We can use BFS to find the shortest path because BFS explores the graph layer by layer. This guarantees that the first path we find to the destination is the shortest one.

Here's the algorithm:

1.  **Initialization:**
    *   Check if the starting cell `grid[0][0]` or the ending cell `grid[n-1][n-1]` is 1. If either is 1, there's no clear path, so return -1.
    *   Initialize a queue with the starting cell `(0, 0)` and mark it as visited (e.g., by changing its value in the grid to 1).
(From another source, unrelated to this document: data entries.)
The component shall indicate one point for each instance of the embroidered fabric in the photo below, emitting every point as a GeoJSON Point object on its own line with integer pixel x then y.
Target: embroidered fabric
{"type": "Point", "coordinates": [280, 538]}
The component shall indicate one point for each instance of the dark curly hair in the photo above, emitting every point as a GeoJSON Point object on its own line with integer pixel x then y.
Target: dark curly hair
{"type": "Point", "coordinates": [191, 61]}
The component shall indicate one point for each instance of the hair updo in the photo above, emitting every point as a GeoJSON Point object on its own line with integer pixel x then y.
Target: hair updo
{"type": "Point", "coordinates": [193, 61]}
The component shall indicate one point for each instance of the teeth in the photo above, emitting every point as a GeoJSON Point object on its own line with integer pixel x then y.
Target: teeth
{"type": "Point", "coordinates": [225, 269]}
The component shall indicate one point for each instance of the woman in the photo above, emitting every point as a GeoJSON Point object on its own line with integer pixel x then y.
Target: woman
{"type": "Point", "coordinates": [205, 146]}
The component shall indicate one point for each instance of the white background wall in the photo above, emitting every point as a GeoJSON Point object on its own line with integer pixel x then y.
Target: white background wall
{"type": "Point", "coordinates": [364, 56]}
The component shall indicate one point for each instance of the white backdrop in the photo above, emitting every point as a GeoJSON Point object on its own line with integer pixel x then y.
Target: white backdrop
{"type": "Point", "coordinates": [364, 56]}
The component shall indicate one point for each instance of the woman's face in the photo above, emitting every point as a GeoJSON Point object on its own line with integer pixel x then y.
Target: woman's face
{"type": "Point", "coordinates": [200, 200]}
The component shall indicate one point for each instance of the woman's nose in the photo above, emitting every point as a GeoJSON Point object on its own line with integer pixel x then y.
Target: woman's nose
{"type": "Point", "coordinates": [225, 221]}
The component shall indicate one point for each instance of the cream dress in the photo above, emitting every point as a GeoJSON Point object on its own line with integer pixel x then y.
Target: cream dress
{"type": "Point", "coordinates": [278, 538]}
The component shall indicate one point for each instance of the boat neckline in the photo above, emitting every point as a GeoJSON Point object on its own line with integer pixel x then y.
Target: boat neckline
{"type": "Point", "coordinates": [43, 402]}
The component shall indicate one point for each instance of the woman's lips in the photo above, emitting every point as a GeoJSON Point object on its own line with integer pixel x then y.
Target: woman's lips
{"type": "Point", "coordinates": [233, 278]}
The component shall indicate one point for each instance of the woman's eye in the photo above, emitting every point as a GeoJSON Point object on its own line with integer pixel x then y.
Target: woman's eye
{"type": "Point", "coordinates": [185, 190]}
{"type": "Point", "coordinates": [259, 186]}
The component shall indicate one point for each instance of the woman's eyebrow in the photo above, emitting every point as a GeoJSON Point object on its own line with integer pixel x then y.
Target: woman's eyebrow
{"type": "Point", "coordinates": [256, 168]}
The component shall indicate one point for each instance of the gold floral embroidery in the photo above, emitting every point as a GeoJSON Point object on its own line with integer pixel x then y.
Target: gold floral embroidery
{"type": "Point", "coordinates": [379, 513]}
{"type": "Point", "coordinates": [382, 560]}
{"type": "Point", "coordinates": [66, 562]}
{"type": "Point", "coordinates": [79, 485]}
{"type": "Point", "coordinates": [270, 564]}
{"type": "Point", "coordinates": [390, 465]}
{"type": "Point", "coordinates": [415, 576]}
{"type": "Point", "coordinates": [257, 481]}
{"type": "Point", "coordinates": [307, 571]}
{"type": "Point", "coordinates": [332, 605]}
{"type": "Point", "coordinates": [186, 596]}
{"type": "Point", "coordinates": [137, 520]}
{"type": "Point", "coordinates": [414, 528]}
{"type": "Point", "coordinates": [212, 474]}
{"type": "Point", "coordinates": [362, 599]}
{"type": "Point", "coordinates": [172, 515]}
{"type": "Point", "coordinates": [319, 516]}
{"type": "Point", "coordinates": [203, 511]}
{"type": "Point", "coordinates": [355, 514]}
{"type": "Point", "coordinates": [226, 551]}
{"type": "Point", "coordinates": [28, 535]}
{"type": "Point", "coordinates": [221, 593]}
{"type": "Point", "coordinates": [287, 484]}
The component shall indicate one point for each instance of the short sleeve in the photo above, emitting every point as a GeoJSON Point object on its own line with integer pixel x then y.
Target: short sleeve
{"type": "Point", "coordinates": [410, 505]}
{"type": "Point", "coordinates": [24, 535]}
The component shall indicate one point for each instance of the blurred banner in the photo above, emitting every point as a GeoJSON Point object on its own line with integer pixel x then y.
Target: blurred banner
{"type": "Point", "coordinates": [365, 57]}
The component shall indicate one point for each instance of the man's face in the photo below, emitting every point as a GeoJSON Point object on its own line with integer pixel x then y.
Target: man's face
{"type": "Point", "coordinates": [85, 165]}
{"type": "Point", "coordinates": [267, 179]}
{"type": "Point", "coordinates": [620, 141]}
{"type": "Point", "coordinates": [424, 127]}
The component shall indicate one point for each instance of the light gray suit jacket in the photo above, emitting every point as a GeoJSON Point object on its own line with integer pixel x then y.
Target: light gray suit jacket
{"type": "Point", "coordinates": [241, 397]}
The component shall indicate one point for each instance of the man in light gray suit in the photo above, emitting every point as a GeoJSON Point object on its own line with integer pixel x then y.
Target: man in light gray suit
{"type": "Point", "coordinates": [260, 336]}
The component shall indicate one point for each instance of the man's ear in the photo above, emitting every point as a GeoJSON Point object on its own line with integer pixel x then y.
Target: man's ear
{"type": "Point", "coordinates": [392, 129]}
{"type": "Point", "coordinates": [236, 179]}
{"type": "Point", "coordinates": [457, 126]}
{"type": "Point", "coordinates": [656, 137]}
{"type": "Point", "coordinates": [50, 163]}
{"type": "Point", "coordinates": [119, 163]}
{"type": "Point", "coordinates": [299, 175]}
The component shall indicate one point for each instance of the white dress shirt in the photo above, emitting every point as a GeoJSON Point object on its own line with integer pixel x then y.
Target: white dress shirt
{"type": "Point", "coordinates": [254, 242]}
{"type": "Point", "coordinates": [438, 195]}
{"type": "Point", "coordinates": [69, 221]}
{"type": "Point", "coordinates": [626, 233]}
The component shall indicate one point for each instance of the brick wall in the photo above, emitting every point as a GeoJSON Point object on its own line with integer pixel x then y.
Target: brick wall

    *   Initialize the path length to 1.
2.  **BFS Traversal:**
    *   While the queue is not empty:
        *   Get the size of the queue (number of nodes at the current level).
        *   Iterate through all nodes at the current level:
            *   Dequeue a cell `(row, col)` from the queue.
            *   If `(row, col)` is the destination cell `(n-1, n-1)`, return the current path length.
            *   Explore all 8 neighbors of `(row, col)`:
                *   For each neighbor `(new_row, new_col)`:
                    *   Check if the neighbor is within the grid boundaries, has a value of 0, and hasn't been visited yet.
                    *   If all conditions are met, enqueue the neighbor, mark it as visited (e.g., set `grid[new_row][new_col] = 1`), and continue the BFS.
        *   Increment the path length after processing all nodes at the current level.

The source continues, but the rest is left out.